So he was very worried. Then
Gopala Bhar came in, and saw the king sitting there very morose. "Hey king! What's wrong?" "Oh Gopala, look don't bother me
now." Gopala said, "Oh, come
on, What's the matter." The king
was very sober, "Look Gopala, we don't want to laugh now. We don't want to hear jokes. Please come back another day." "No no," Gopala said, "Why
don't you just tell me?" "All
right," the king said, and then he explained everything. Then Gopala said, "All right, then I
will go." "You?" the king
asked. "Yes, I will go, and I will
defeat this pandita. No
problem." So then Gopala went home,
and he dressed himself up like a big Brahmin.
Cut his hair with a big sikha, huge tilaka and a harinam chadar, looking
very bonafide. And Brahmins used to
carry their sastra in a roll, a scroll wrapped in silk cloth, under their
arm. So he was looking for something to
wrap up, and he had in his house one old broken bed. So in Bengal these beds are strips of cloth
which are woven together, like a deck chair, and in Bengali they call such a
bed a kata. Because the English settled
India, many English words come from the Indian language. In English such a bed is called a cot. So he took a leg from that old broken bed,
and he wrapped in cloth. He went back to
the king, and showed himself. Everyone
was astonished. "Wow, he looks like
a real heavy Brahmin." He was
really getting into the role. "What
is this sastra?" the king asked, and Gopala replied, "This is my
Khatvanga Purana." "But we
never heard of this sastra," everyone was saying. "When I come back I will tell you,"

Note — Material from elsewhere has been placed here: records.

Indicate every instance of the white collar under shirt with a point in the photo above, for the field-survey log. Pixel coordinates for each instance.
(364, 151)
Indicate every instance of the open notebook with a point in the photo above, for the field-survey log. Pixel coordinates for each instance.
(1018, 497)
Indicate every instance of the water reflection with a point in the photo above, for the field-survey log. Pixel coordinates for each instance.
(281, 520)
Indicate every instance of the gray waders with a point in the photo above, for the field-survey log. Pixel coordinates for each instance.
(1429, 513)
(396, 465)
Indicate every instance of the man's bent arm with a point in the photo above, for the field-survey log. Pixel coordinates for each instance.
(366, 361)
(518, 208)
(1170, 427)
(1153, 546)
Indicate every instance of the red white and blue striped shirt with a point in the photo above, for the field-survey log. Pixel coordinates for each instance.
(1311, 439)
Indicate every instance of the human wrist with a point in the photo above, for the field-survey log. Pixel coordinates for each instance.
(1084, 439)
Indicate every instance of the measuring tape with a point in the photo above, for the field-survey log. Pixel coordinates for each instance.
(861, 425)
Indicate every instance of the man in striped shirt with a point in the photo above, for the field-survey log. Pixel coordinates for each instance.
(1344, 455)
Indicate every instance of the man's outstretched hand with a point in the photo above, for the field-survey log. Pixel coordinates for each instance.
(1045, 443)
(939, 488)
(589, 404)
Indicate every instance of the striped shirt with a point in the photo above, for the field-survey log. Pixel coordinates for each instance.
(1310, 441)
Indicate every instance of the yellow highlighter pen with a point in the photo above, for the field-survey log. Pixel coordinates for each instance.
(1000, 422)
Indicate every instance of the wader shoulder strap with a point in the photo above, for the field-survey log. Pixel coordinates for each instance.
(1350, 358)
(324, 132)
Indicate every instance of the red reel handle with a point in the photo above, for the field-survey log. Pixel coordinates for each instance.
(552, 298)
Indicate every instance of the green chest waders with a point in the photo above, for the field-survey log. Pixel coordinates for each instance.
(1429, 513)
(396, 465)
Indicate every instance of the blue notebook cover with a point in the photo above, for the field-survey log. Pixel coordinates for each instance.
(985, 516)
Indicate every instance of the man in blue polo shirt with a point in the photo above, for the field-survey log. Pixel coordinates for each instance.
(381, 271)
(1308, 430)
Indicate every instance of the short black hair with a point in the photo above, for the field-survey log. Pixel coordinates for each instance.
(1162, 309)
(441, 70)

Gopala said, and then he left. Actually
what it was, was that khata means "bed", anga means "part
of" or in this case the leg, and purana means "old." So it was "an old leg of a bed," or
"Khatvanga Purana." So this
was his sastra. Then he went to the
emperors palace, and he came walking in.
"Oh, what great pandita is this?" "My name is Gopala Bhar Das Pandit
Maharaja. I have been sent by the king
Maharaja Krsnacandra to defeat this so-called digvijaya. I am master of the four Vedas, and especially
my field of expertise is the Jyotir-Veda (which includes astrology." He was speaking so confidently, and he was
looking fearless. Everyone was very
impressed, and even this digvijaya pandita was thinking, "He's not at all
afraid of me. He must be a heavy
one." So the digvijaya pandita saw
this scripture that Gopala was carrying, and he asked, "What is this
scripture, may I ask?"
"This," Gopala replied, "Is my Khatvanga Purana, of which
I am a master." The pandita was
saying, "Wait a minute, I've heard of Visnu Purana, Skanda Purana. I've never heard of Katvanga Purana. May I see this?" Then Gopal Bhar exclaimed,
"Ohh!" He was looking into the
sky and going, "Ohhh! I have just
noticed the angle of the sun, and I am remembering now the date today. We have just now entered a most auspicious
moment, according to the Jyotir-Veda.
Anybody who takes a hair from the head of this pandita," pointing
to the digvijaya, "will immediately be granted with long life, and wealth
in this lifetime, and liberation in the next.
All auspicious result will come in this life and the next, simply by
taking a hair from such a great digvijaya pandita as this." So then immediately everyone in the court ran
and was taking hairs from the pandita.
The pandita was being driven, and they were taking from his beard and
everything. He went running and they
were all chasing him. He was gone. Gopala Bhar returned to Navadipa with his
head in the air. "Don't worry King,
he is gone. That pandita has run
off. He's completely defeated,
completely finished."
"Oh!" the king said.
"How did you do this?"
"As you were saying, I have this Katvanga Purana. I am a master of the learning of
this." And when he opened it he
showed a leg of a bed, and everyone was astonished. Then he explained the story, and they could
all understand that he had just played a big joke, that's all. Then they asked him, "How is it that you
could go so confidently, so boldly into that courtyard of the muslim emperor,
simply dressed up like a brahmin and carrying an old bed leg under your
arm. How were you so sure that you could
defeat him jus by a trick?" Gopala replied,
"As soon as I heard that this pandita was going to the muslim king and
declaring that he is a great learned scholar, and that he would defeat any
other scholar, then I knew that he must have been a fool. He must have actually been a kind of rascal
because what do muslims know about Vedic learning. Why did he go to the muslim, why didn't he
come down here or go to another Hindu king.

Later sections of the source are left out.